U.S. Must Lead on Safety in Race to Develop Self-Driving Vehicles
The House of Representatives’ Committee on Energy and Commerce Subcommittee on Innovation, Data, and Commerce has scheduled a hearing on Wednesday, July 26, 2023, at 10:30 a.m. (E.T.) on “Self-Driving Vehicle Legislative Framework: Enhancing Safety, Improving Lives and Mobility, and Beating China.”
The hearing will consider two bills that contemplate a framework for federal regulation of automated vehicles in the United States. One is spearheaded by Rep. Bob Latta (R-Ohio), and is called the Safely Ensuring Lives Future Deployment and Research In Vehicle Evolution Act or SELF DRIVE Act. In 2020, the League worked with other organizations to oppose a previous bill with the same name. The other is spearheaded by Rep. Debbie Dingell (D-Michigan), and is a discussion draft. Neither currently contains a specific “vision test” that ensures that federal regulators address how an automated vehicle would detect, identify and safely respond to a person on a bike.

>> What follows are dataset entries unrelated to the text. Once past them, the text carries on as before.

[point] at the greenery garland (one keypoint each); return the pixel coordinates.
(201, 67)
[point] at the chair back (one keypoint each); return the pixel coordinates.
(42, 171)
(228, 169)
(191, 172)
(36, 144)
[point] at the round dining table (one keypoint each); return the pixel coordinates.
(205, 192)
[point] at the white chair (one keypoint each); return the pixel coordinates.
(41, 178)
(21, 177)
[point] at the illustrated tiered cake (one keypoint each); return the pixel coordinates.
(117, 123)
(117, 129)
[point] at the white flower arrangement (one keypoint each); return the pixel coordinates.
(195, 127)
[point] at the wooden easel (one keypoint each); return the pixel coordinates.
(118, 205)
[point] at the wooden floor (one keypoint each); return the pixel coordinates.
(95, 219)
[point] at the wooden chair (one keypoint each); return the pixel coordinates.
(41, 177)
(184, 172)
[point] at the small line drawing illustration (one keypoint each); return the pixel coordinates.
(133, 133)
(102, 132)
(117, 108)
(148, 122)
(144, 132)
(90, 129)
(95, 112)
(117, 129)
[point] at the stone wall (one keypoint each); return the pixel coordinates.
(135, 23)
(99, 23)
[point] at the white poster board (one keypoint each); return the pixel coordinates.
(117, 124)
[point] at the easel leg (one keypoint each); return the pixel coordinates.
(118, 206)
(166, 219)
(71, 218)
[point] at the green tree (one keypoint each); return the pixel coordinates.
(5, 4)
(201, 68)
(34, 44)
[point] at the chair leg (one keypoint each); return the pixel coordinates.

The League of American Bicyclists is a staunch advocate for a “vision test” for automated vehicles as part of any federal regulatory framework. For the League, a “vision test” is not about prescribing a particular technology solution, but about ensuring that any automated driving system is tested for its ability to detect, identify, and safely respond to people outside of a vehicle driven by an automated driving system.
The League’s guidelines for interactions between AVs and people on bikes, an effort endorsed by leading automated vehicle developers Cruise and Waymo, only work if the automated driving system has the ability to detect and identify people on bikes. Interaction guidelines are all about how the automated driving system safely responds in a situation, after the person biking has been detected and identified.
The League believes Congress must specify that bicyclist safety be included in an automated vehicle framework. Given the record of the National Highway Traffic Safety Administration (NHTSA), we cannot assume that bicyclist safety will be included without a specific directive from Congress. Even where Congress has told NHTSA “to establish a means for providing to consumers information relating to pedestrian, bicyclist, or other vulnerable road user safety technologies,” we have seen NHTSA refuse to take timely action that includes bicyclists.
For those who argue that a federal automated vehicle framework is necessary to beat China in the development of AV technology, it is unlikely that the world will accept unsafe AV technology. Beating China means leading on safety and establishing consumer trust in AV technology that so far is lacking. Strong safety standards, including a vision test for vulnerable road users, are key to ensuring that AV development in the United States is AV development that can be exported and will be subsequently adopted worldwide. Leadership isn’t simply being first out of the gate, leadership is deploying the safest and best technology in the world. Attempting to lead through lax safety standards will ensure that U.S. companies’ success remains only in the US, potentially at the cost of American lives.